This may have profound implications for clinical practice since distinct patterns may require distinct therapeutic strategies.4

Little is known about the clinical course of patients with inflammatory central nervous system demyelinating disease identified by brain biopsy. The accuracy of the diagnosis of MS has been questioned because of inherent difficulties and limitations associated with biopsy material, and the concern that some of these cases may represent acute disseminated encephalomyelitis (ADEM).5

Study of multiple actively demyelinating lesions (⩾2) from autopsy cases (n = 48) and cases of serial biopsy (n = 15) or biopsy/autopsy combinations (n = 6) has not revealed overlap of immunopathological patterns.6 It is unknown whether different immunopathological patterns are associated with differing disease course and severity. The clinical and pathological data from patients who have undergone biopsy allows us to begin addressing this question. Furthermore, because of the initial presenting clinical and radiological features that lead to biopsy, and the lack of follow up of many MS patients who have undergone biopsy, it has been argued that these are not representative of typical MS as it pertains to a population.7,8

In this report we describe the demographic and clinical characteristics, as well as the disease course in patients who have undergone biopsy and correlate these parameters with immunopathology.

METHODS

This study was approved by the Mayo Clinic institutional review board (IRB # 2067–99). As part of the MSLP, ongoing prospective follow up has located 130 patients who have undergone either stereotactic or open brain biopsies; 107 have been recruited into the study and 23 refused to participate (fig 1). Seven patients were excluded because of prior brain radiation (n = 4) or significant comorbidities (n = 3; immunopathological pattern II (n = 2) and pattern I (n = 1)) that impacted on the Expanded Disability Status Scale (EDSS) score estimation.9 Nine patients were lost to follow up. We excluded patients with biopsies showing perivenular demyelination consistent with ADEM (as part of MSLP exclusion criteria).10

Figure 1

 MS Lesion Project, patient recruitment. Of 100 patients fulfilling inclusion criteria, 91 were actually included (dashed boxes) as nine either had inadequate clinical information or were lost to follow up.

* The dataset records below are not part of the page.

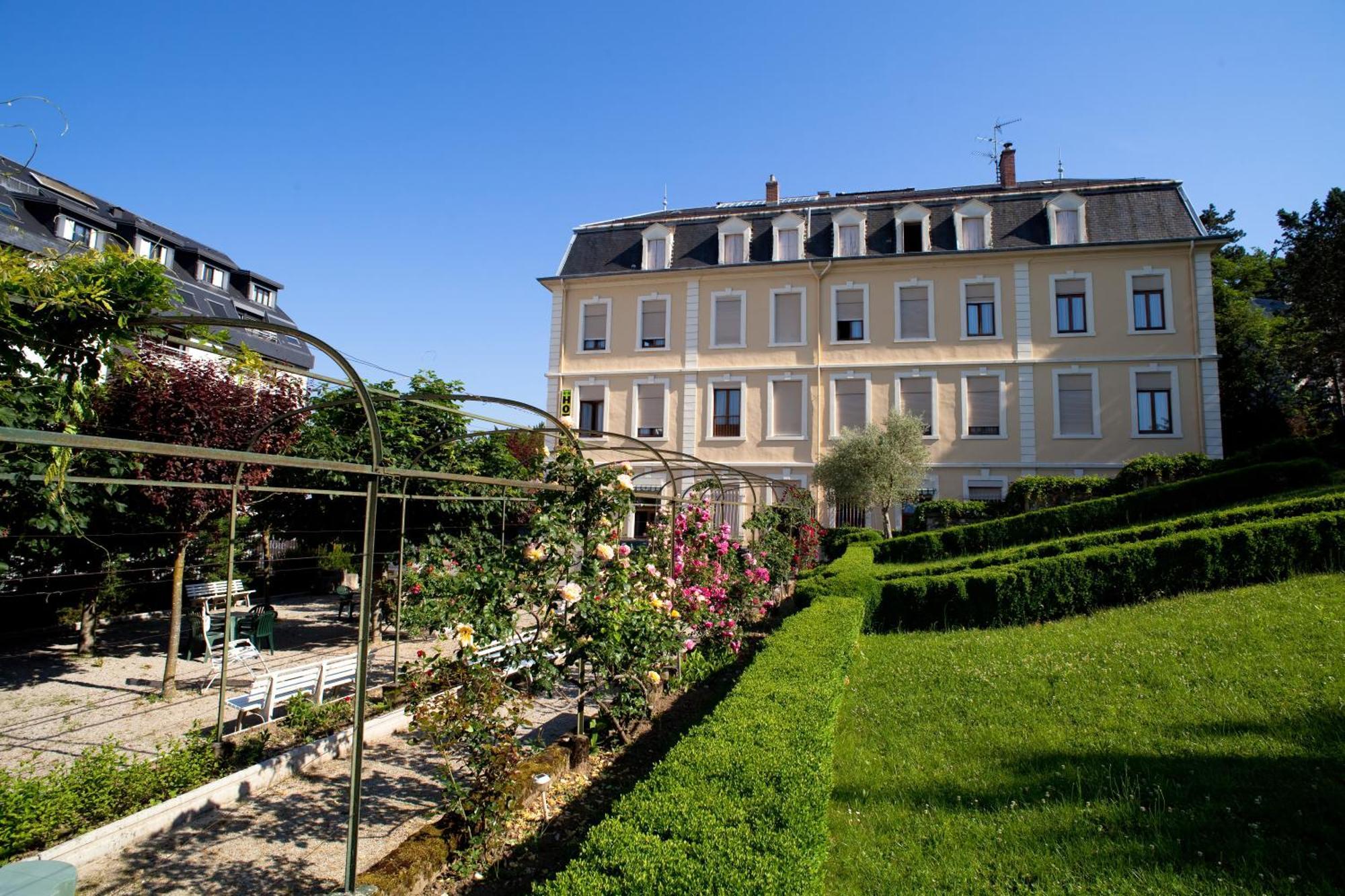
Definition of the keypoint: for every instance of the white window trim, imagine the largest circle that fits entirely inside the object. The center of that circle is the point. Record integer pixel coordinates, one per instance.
(770, 407)
(1067, 202)
(1055, 321)
(910, 214)
(742, 382)
(1056, 373)
(1168, 300)
(636, 407)
(579, 342)
(973, 209)
(848, 217)
(668, 321)
(789, 221)
(832, 331)
(832, 400)
(1176, 403)
(965, 411)
(896, 310)
(736, 227)
(804, 314)
(657, 232)
(1000, 318)
(934, 397)
(743, 318)
(968, 481)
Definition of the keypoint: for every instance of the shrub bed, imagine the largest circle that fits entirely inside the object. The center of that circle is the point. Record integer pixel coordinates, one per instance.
(739, 805)
(1054, 587)
(1106, 513)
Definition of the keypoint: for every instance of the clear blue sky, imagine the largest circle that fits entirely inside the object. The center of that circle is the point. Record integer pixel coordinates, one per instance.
(410, 173)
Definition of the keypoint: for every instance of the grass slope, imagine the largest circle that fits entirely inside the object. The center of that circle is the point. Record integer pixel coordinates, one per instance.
(1195, 745)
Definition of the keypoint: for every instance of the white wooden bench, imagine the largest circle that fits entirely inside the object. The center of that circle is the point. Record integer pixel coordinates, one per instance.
(275, 689)
(213, 594)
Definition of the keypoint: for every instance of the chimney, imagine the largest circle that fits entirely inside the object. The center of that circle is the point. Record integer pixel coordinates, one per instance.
(1008, 171)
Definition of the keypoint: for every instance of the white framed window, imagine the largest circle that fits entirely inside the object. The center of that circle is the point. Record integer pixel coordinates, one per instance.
(657, 241)
(728, 319)
(735, 241)
(851, 314)
(789, 315)
(1071, 304)
(595, 325)
(787, 407)
(918, 395)
(984, 404)
(849, 401)
(914, 311)
(789, 237)
(1066, 220)
(650, 409)
(1155, 403)
(913, 229)
(1149, 307)
(981, 317)
(1078, 407)
(972, 222)
(656, 322)
(848, 233)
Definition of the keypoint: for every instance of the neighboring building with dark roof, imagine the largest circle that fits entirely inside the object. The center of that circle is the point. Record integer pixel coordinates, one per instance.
(40, 213)
(1038, 327)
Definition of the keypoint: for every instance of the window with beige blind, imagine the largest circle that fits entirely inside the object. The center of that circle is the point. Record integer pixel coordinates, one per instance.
(787, 318)
(917, 396)
(1075, 405)
(915, 313)
(984, 405)
(787, 408)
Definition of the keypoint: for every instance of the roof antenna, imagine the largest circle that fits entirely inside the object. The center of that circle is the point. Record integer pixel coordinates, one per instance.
(996, 132)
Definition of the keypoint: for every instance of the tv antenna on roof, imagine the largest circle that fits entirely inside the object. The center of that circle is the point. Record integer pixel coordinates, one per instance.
(996, 132)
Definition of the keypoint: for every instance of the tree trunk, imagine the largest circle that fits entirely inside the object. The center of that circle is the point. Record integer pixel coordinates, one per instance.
(180, 564)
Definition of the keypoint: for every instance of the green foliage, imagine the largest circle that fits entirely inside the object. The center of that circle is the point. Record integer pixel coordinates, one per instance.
(739, 805)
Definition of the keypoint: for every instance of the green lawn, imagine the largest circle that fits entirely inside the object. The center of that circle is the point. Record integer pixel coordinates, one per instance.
(1188, 745)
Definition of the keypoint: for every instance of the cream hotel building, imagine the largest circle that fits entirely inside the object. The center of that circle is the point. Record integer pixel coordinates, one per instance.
(1039, 327)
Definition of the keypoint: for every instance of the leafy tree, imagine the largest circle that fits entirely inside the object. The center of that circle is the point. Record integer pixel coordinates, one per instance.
(880, 466)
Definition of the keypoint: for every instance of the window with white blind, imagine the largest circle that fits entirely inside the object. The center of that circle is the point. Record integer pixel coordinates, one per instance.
(851, 307)
(917, 399)
(595, 322)
(1077, 404)
(915, 311)
(787, 310)
(650, 409)
(787, 408)
(728, 319)
(983, 405)
(654, 322)
(851, 404)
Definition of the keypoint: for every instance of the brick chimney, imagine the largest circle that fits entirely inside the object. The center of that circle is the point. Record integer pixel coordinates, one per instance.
(1008, 171)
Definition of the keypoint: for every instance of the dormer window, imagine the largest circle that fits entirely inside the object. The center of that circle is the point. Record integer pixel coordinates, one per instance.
(972, 221)
(658, 248)
(848, 237)
(789, 237)
(1066, 220)
(735, 236)
(914, 229)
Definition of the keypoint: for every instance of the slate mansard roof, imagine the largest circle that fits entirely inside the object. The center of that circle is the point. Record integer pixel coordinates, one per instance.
(1135, 210)
(30, 202)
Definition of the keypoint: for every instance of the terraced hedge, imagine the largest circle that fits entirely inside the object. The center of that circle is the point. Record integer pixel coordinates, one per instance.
(739, 805)
(1130, 509)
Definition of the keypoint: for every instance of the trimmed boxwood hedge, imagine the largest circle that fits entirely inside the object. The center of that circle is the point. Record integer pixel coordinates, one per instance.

The neuropathological and immunocytochemical techniques have been previously described.3 Detailed clinical follow up and EDSS scores were ascertained for all surviving patients who had undergone biopsy (n = 82) by medical record review (100%), interview and examination (72%), patient letter or telephone contact (17%), family or physician contact (4%), and clinical record review only (7%).11 For patients who were dead at last follow up, we reviewed death certificates and used the neurological examination recorded in their medical records in the year prior to death to estimate the EDSS. Demographic data, date of symptom onset, date of index attack (attack leading to biopsy), and use of immunomodulatory treatments were recorded. Course of MS was categorised as relapsing remitting (RRMS), secondary progressive (SPMS) or primary progressive (PPMS). PPMS was defined as a progressive course from onset without relapses or remissions. RRMS was defined as full or partial recovery from attacks during the entire observation period. RR patients who subsequently entered a progressive phase were defined as SPMS. The course was categorised as uncertain when it was unclear if an episode represented a discrete attack (for example seizure). Patients were classified as having definite (by Poser’s (clinically or laboratory supported) or McDonald’s criteria) or probable (clinically or laboratory supported by Poser’s criteria) MS.5,12 Those with a single attack who did not fulfil these criteria were classified as having a focal isolated demyelinating syndrome (FIDS).

The population based prevalence cohort consisted of patients with definite (clinically or laboratory supported, n = 201) and probable (clinically or laboratory supported, n = 17) MS (using Poser’s criteria), who were residents of Olmsted County (OMC) on 1 December 2000 (none underwent brain biopsy).13,14 We compared definite and probable MS subjects from the biopsy and prevalence cohorts using Wilcoxon rank sum tests for continuous variables and χ2 tests for categorical variables. In addition, a linear regression model for most recent EDSS was constructed to compare the biopsy and prevalence cohorts, controlling for sex, age at onset, and duration of disease.

RESULTS

The clinical characteristics of the biopsy cohort are shown in table 1. The biopsy cohort consisted of a total of 91 patients with pathologically proved inflammatory demyelinating disease. Patients sent in from other institutions occasionally lacked an indication for biopsy, but most underwent biopsy to exclude tumor (astrocytoma, lymphoma, or metastases). Some biopsies were performed to exclude vasculitis or infection (progressive multifocal leukoencephalopathy and abscess).

Table 1

 Clinical characteristics of the biopsy cohort (n = 91)

The patients were predominantly Caucasian (98%) and 53% were female. At the time of last follow up, a median of 4.4 years from disease onset, 82/91 patients had developed definite (n = 70) or probable MS (n = 12). The median age at onset of MS was 36.6 years (range 8.7–69.3), with the index attack representing the first attack in 62% of patients. The remaining 9/91 patients had no additional attacks apart from the attack leading to biopsy and did not fulfil Poser’s criteria for probable MS. These patients were classified as having FIDS after a median follow up of 7.1 years.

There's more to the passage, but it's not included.